En Europe, des systèmes graphiques d’étiquetage nutritionnel ont déjà été adoptés : par exemple, en Grande Bretagne, le système Traffic lights (cf. réponse à la question 4) est utilisé sur une base volontaire par des opérateurs. Celui-ci fait d’ailleurs partie des quatre systèmes qui vont être évalués auprès des consommateurs français dans l’expérimentation (« Nutri-Couleurs »). En Suède, un logo représentant une serrure (verte ou noire) est apposé sur les produits alimentaires. En Nouvelle Zélande et en Australie, existe un logo « échelle étoilée » (aux visuels différents selon la place disponible sur le packaging) permettant la différenciation de produits alimentaires répartis en catégories prédéfinies, selon leur profil nutritionnel. Le système est principalement basé sur la teneur en énergie du produit et en nutriments à limiter (acides gras saturés, sucres, sel). Cependant, d’autres éléments peuvent être pris en compte : les éléments à encourager (calcium, fibres, protéines, fruits et légumes, noix).

Après le choix par les pouvoirs publics du logo qu’ils recommanderont, un producteur ou un distributeur pourra-t-il préférer en apposer un autre ?

Oui, en l’état actuel des textes européens, un producteur ou un distributeur demeurera libre d’apposer ou non le logo recommandé par les pouvoirs publics mais aussi d’en choisir un autre.

Les évaluations préalables en conditions réelles d'achat

Pourquoi des expérimentations (dites « évaluations ») en conditions réelles d’achat ?

Des expérimentations en conditions réelles d’achat permettent de donner la parole aux consommateurs : c’est le logo qui aura le plus d’effet sur le comportement d’achat des consommateurs qui sera retenu pour être recommandé par les pouvoirs publics.
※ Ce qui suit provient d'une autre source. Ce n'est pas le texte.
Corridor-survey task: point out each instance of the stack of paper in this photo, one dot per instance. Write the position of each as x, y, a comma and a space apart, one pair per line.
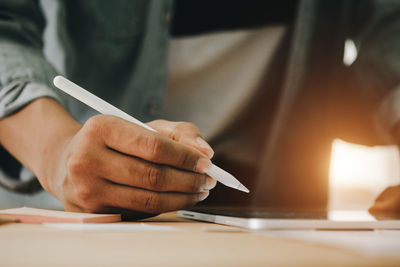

Les expérimentations permettront également de mesurer les bénéfices et limites des systèmes sur la qualité nutritionnelle. Plus fondamentalement, l’intérêt du projet consiste à :

  • Faire des consommateurs les arbitres des décisions qui les concernent, en analysant ce qu’ils font des signaux qu’ils reçoivent et, en décelant, le cas échéant, les biais de compréhension ;

  • Contribuer à une première mondiale afin d’évaluer en vraie grandeur l’impact de dispositifs d’orientation des choix alimentaires prévus par la loi mais préalablement à son entrée en vigueur ;

  • Contribuer à une nouvelle manière d’agir sur le comportement alimentaire en fondant les dispositions réglementaires sur des preuves suffisantes d’efficacité ;

  • Porter au niveau européen, voire international, cette nouvelle manière d’agir et le dispositif qui sera mis en place.

Y avait-il déjà eu des expérimentations en conditions réelles d’achat ?

Non. Des travaux avaient été réalisés en laboratoire et sur des nombres réduits de consommateurs. Une expérimentation avait été réalisée en conditions réelles d’achat mais dans seulement deux magasins et avec un seul logo. Il y a eu des sondages et questionnaires, mais dont la valeur probante est nécessairement limitée. Il n’y a jamais eu d’expérimentation en conditions réelles d’achat à grande échelle et qui compare différents systèmes. C’est pourtant nécessaire pour pouvoir déterminer le système le plus efficace.

Quels sont les principes de cette évaluation en conditions réelles d’achat ?

L’évaluation consiste à tester les quatre systèmes sur des catégories de produits définies par le comité scientifique de l’évaluation telles que notamment les produits traiteurs frais, les pains, les viennoiseries, etc. Pendant trois mois, l’évolution des achats sera observée. Des études qualitatives seront également menées pour mesurer la compréhension de l’information nutritionnelle, notamment le logo testé et l’impact sur les choix des consommateurs.

50 magasins au moins vont être retenus, dans quatre grandes régions de France (Hauts-de-France, Normandie, grande couronne parisienne, région lyonnaise) : au minimum 40 magasins qui vont expérimenter les quatre systèmes (10 magasins par système) et au minimum 10 magasins témoins, qui n’en apposeront aucun.

Madame Touraine, ministre de la santé, a-t-elle changé d’avis et pourquoi ?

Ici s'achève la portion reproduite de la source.